Discordで動くStable DiffusionによるAI画像生成BOTを作った話

2023年 11月 13日月曜日

概要

TypeScript + Discord.js + Stable Diffusion で表題のモノをつくりました。
- 最近弊社Slack用に簡単なBOTを作ったので、その勢いでDiscordもイケるやろ！となり今に至ります。

リポジトリ

https://github.com/n1gaur1/generate-image-bot
- 予めDiscord Developer Portalで以下を取得して.envにコピーしておきます。
  - DISCORD_BOT_TOKEN
  - DISCORD_APP_ID
- Discordサーバーから以下を取得して.envにコピーしておきます。
  - DISCORD_GUILD_ID
- imgurから以下を取得して.envにコピーしておきます。
  - IMGUR_CLIENT_ID
  - IMGUR_CLIENT_SECRET
  - IMGUR_ACCESS_TOKEN
  - IMGUR_REFRESH_TOKEN

index.ts

なるべく少量のコードで書くように意識しました。
1. getEnv
  - 環境変数を取得するだけの関数。
2. makeDiscordBot
  - BOTクライアントを生成するだけの関数。
3. readyDiscordBot
  - BOTがログインできたらコンソールに印字するだけの関数。
4. syncSlashCommands
  - スラッシュコマンドを同期するためだけの関数。

import { makeDiscordBot, readyDiscordBot, syncSlashCommands } from './lib/discord';
import { getEnv } from './lib/env';
import { slashCommandHandler } from './handler/slashCommandHandler';

const { discordBotToken, discordAppID, discordGuildID } = getEnv();
const bot = makeDiscordBot();

// BOT準備
readyDiscordBot(bot);

// スラッシュコマンドの同期
syncSlashCommands(bot, discordAppID, discordGuildID, discordBotToken);

// スラッシュコマンド検出
bot.on('interactionCreate', async (interaction) => {
  if (interaction.isCommand()) {
    await slashCommandHandler(interaction);
  }
});

bot.login(discordBotToken);

スラッシュコマンドの定義

Discord.jsには SlashCommandBuilder なるAPIが提供されているため使用します。

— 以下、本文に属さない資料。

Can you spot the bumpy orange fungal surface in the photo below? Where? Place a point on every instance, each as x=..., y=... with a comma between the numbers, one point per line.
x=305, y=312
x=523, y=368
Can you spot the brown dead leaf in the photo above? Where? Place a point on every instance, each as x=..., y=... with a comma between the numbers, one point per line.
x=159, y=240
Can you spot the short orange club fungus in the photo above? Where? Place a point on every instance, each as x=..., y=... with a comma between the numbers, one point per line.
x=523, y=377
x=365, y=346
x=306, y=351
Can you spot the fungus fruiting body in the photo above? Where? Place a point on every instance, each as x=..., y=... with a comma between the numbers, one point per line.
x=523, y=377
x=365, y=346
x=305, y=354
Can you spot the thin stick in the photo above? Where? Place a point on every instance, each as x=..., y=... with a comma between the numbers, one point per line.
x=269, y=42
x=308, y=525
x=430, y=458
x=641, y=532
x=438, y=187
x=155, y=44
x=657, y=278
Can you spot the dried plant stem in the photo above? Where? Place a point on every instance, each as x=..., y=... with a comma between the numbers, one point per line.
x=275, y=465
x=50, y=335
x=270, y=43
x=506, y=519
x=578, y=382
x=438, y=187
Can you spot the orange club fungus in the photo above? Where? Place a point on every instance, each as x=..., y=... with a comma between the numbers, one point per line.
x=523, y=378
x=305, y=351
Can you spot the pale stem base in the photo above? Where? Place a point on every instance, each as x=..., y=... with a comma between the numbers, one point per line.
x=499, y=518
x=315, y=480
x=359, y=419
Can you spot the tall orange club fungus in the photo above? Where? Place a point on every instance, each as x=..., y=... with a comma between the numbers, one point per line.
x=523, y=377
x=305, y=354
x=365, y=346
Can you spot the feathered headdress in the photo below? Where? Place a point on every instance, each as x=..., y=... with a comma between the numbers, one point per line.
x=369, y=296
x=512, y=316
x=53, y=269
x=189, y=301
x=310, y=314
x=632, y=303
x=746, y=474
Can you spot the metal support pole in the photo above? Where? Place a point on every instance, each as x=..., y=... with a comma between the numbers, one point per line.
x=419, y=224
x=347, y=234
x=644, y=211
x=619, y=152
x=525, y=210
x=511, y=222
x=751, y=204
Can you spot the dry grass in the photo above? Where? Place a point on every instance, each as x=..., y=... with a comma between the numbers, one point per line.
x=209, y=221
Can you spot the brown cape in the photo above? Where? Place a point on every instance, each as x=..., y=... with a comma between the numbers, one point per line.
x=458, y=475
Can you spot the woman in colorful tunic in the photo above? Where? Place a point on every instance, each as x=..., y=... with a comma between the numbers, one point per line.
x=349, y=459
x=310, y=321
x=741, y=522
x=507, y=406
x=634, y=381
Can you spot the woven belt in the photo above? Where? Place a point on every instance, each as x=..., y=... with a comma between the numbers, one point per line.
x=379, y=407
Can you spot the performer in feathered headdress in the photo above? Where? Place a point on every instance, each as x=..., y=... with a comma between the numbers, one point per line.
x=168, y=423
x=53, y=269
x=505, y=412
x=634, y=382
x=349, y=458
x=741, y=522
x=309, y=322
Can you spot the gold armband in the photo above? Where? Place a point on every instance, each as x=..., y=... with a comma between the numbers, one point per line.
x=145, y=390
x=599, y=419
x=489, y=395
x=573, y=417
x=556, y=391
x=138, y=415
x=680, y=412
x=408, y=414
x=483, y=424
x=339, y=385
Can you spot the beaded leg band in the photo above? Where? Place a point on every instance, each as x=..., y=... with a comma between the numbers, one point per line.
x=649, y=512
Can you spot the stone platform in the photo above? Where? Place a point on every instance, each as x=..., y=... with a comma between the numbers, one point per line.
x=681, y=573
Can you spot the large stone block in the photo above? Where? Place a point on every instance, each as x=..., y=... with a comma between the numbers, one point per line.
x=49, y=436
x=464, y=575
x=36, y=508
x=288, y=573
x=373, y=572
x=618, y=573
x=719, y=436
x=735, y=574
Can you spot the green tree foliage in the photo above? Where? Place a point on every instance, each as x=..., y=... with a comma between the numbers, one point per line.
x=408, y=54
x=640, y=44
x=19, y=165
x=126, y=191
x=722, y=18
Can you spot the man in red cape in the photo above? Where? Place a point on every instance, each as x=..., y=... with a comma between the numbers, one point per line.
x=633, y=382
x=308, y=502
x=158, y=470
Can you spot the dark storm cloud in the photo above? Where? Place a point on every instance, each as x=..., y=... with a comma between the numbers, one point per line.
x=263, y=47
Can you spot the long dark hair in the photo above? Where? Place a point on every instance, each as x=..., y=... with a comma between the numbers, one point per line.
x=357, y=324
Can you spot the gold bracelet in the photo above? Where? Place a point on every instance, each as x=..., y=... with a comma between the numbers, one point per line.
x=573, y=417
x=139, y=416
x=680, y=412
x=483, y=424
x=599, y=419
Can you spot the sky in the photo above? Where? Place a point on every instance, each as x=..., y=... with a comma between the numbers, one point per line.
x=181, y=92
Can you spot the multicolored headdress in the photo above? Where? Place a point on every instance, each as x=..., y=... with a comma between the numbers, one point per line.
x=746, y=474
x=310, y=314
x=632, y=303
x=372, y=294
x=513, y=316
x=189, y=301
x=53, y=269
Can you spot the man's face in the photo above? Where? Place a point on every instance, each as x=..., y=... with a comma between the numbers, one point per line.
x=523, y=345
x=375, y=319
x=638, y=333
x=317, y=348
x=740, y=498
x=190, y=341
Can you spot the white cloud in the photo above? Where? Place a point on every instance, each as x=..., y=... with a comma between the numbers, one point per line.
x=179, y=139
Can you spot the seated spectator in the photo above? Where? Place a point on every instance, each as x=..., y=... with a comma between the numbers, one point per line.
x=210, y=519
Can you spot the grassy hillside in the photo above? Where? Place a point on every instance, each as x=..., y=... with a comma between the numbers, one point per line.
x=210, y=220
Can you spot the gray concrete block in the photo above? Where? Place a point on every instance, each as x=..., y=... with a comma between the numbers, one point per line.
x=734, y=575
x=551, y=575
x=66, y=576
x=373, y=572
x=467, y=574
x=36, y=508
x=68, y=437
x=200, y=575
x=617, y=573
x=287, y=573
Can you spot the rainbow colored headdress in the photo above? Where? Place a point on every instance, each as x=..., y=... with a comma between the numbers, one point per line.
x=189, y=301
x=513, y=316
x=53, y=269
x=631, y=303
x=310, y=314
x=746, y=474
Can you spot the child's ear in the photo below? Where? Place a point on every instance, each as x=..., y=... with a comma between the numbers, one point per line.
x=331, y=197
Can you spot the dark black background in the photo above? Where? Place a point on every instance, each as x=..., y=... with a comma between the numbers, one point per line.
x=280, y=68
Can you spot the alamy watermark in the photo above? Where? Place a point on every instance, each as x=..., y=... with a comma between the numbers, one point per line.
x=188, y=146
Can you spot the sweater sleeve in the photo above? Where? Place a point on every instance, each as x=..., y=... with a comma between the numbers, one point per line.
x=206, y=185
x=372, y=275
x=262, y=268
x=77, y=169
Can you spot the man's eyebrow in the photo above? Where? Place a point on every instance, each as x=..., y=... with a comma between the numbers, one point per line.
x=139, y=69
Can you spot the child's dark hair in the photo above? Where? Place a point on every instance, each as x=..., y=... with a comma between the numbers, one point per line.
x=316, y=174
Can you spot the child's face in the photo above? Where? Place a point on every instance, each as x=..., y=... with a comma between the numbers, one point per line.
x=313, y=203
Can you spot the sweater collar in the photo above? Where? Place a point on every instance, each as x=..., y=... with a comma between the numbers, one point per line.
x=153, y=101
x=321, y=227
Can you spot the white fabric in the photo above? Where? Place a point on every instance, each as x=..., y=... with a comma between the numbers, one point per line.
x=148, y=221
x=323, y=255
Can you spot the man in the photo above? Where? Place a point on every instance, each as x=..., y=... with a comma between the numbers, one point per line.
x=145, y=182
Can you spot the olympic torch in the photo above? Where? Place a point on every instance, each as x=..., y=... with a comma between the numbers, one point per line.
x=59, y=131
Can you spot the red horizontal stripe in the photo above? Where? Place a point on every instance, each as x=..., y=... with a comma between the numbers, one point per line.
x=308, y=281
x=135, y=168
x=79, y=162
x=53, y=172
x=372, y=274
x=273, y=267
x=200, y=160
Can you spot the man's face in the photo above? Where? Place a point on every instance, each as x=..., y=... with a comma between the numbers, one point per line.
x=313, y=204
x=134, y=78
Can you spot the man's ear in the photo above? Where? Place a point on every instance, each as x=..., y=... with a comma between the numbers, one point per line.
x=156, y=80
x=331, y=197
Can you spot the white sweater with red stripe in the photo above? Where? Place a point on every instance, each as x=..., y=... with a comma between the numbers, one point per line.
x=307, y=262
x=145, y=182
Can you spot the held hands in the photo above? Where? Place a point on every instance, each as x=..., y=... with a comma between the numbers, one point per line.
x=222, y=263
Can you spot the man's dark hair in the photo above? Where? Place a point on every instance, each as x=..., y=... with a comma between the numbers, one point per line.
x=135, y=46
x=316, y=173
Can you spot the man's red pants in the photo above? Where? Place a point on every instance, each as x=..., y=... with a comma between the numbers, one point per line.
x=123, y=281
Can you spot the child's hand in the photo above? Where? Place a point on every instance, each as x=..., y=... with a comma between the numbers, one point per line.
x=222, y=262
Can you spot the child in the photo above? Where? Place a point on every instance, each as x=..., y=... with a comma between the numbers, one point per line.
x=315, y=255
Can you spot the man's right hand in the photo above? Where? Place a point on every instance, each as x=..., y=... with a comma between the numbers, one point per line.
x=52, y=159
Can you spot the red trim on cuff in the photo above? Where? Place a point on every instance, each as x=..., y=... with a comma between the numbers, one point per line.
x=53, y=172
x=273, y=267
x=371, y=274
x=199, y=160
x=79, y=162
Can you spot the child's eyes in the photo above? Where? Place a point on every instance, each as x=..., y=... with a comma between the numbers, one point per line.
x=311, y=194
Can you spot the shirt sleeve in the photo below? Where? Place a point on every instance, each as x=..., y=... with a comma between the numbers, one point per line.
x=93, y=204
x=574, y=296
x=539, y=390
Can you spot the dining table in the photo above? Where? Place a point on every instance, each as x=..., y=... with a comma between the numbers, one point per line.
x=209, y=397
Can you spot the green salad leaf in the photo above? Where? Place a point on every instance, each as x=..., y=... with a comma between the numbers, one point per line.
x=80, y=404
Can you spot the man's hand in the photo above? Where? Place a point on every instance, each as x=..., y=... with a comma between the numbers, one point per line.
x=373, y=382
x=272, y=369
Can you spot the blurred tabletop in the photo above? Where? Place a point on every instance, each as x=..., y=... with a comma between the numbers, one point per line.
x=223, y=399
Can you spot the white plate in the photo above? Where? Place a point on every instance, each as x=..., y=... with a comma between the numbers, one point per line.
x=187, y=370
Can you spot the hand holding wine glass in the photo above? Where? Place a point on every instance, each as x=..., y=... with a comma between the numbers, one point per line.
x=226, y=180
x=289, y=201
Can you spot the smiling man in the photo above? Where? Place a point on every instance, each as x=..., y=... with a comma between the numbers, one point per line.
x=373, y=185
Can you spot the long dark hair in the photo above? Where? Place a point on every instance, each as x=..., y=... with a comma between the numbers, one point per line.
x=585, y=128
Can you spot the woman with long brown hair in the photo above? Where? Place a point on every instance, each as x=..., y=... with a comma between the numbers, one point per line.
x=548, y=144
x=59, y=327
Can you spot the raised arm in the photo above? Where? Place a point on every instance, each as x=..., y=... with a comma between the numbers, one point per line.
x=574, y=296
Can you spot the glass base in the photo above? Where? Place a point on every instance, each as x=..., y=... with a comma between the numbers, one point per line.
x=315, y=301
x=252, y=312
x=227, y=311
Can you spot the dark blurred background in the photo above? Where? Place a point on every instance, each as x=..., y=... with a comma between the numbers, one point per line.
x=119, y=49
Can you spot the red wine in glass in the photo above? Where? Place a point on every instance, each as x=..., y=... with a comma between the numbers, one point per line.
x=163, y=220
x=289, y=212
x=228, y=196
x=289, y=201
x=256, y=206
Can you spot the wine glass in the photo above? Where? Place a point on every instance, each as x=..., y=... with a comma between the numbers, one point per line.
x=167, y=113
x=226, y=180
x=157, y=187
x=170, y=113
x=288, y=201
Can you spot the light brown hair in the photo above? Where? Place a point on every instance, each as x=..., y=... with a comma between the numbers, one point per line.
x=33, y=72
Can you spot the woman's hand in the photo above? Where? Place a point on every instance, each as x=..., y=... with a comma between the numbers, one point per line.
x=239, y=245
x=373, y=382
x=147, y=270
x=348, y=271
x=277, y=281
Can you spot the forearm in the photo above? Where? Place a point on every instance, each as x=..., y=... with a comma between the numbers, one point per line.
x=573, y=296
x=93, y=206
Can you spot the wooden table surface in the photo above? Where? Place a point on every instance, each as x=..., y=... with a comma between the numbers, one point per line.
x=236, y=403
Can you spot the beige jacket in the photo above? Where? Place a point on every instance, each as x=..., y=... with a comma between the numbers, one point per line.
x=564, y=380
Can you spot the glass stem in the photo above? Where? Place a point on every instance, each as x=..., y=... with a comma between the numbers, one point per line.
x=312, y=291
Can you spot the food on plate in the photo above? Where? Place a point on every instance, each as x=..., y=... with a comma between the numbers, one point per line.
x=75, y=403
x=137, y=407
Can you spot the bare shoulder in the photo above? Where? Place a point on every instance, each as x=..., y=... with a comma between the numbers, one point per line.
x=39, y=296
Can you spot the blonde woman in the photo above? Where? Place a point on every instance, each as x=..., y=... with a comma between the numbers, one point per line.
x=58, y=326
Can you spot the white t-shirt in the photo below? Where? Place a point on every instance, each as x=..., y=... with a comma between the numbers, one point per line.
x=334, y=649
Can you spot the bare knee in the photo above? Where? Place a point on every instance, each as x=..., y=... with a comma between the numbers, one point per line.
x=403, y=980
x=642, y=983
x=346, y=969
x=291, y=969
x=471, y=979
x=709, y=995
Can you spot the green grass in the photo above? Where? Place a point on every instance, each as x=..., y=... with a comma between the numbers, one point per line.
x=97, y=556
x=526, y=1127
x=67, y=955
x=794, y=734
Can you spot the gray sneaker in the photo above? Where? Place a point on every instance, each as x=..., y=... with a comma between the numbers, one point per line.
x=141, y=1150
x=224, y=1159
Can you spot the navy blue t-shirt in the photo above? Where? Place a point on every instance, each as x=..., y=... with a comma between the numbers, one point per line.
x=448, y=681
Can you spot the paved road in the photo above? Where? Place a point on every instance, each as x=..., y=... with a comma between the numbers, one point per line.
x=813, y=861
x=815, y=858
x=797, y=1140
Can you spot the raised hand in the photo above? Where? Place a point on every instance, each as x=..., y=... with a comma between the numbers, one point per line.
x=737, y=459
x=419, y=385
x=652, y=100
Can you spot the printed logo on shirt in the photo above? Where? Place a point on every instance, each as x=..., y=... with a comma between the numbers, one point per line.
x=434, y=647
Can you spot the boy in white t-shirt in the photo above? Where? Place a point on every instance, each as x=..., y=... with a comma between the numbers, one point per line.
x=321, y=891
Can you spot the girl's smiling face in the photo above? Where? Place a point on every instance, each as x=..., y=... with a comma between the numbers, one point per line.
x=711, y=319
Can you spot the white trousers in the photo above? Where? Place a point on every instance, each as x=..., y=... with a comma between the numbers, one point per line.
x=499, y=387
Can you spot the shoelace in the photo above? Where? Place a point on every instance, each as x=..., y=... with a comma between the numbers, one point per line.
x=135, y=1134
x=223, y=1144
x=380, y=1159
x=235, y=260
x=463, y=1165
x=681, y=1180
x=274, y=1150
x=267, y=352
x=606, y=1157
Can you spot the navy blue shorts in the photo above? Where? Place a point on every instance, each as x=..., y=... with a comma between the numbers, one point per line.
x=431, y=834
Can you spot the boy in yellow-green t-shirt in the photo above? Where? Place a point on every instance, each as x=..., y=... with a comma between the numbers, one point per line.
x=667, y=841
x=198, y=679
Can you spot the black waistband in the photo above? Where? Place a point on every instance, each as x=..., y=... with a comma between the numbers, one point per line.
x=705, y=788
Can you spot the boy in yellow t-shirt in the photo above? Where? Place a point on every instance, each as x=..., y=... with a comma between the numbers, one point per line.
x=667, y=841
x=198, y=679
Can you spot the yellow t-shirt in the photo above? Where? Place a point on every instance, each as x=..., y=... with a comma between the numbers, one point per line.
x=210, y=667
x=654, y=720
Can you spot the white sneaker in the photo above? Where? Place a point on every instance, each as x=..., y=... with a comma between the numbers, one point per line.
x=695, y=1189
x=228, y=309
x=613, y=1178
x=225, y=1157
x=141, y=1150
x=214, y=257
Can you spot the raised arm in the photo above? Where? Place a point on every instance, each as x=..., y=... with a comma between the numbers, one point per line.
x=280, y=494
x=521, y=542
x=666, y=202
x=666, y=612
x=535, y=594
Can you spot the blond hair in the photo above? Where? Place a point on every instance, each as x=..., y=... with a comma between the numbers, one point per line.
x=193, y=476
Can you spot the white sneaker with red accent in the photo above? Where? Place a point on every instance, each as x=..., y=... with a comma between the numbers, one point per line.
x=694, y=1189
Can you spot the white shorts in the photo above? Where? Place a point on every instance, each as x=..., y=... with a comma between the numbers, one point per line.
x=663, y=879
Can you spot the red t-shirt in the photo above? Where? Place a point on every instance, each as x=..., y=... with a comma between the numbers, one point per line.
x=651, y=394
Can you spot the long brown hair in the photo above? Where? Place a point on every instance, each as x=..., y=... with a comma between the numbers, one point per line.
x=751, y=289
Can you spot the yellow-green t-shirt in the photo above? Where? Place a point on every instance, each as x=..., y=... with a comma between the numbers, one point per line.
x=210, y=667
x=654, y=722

今回はスラッシュコマンドを2個用意します。
1. /generateimage コマンド
  - Stable Diffusion APIを使用して画像生成するコマンド。
    - 生成した画像は、imgurにアップロードしつつ、スクリプトを実行しているローカルPCにも保存します。
  - 引数に prompt, negativePrompt, width, height, steps を指定できます。
    - その気になればもっと細かくオプションを指定可能です。
2. /regenerateimage コマンド
  - generateimage コマンドを、前回と同じ呪文を引数なしで実行するコマンド。
    - 画像生成はseedを指定しなければ毎回結果が異なるため、呪文をコピーして実行するのが手間だということで実装。

import { SlashCommandBuilder } from 'discord.js';

export const buildSlashCommands = ():
ReturnType<typeof SlashCommandBuilder.prototype.toJSON>[] => {
  return [
    new SlashCommandBuilder()
      .setName('generateimage')
      .setDescription('AIで画像生成します。')
      .addStringOption((option) =>
        option
          .setName("prompt")
          .setDescription("呪文1")
          .setRequired(true)
      )
      .addStringOption((option) =>
        option
          .setName("negative_prompt")
          .setDescription("呪文2")
          .setRequired(true)
      )
      .toJSON(),
    new SlashCommandBuilder()
      .setName('regenetateimage')
      .setDescription('前回と同じプロンプトでAIが画像生成します。')
      .toJSON(),
  ];
};

スラッシュコマンドの登録

スラッシュコマンド定義用関数 buildSlashCommands で定義したコマンドをまとめてDiscordに登録するための関数です。
getEnv で取得した環境変数 clientId, guildId, token が必要です。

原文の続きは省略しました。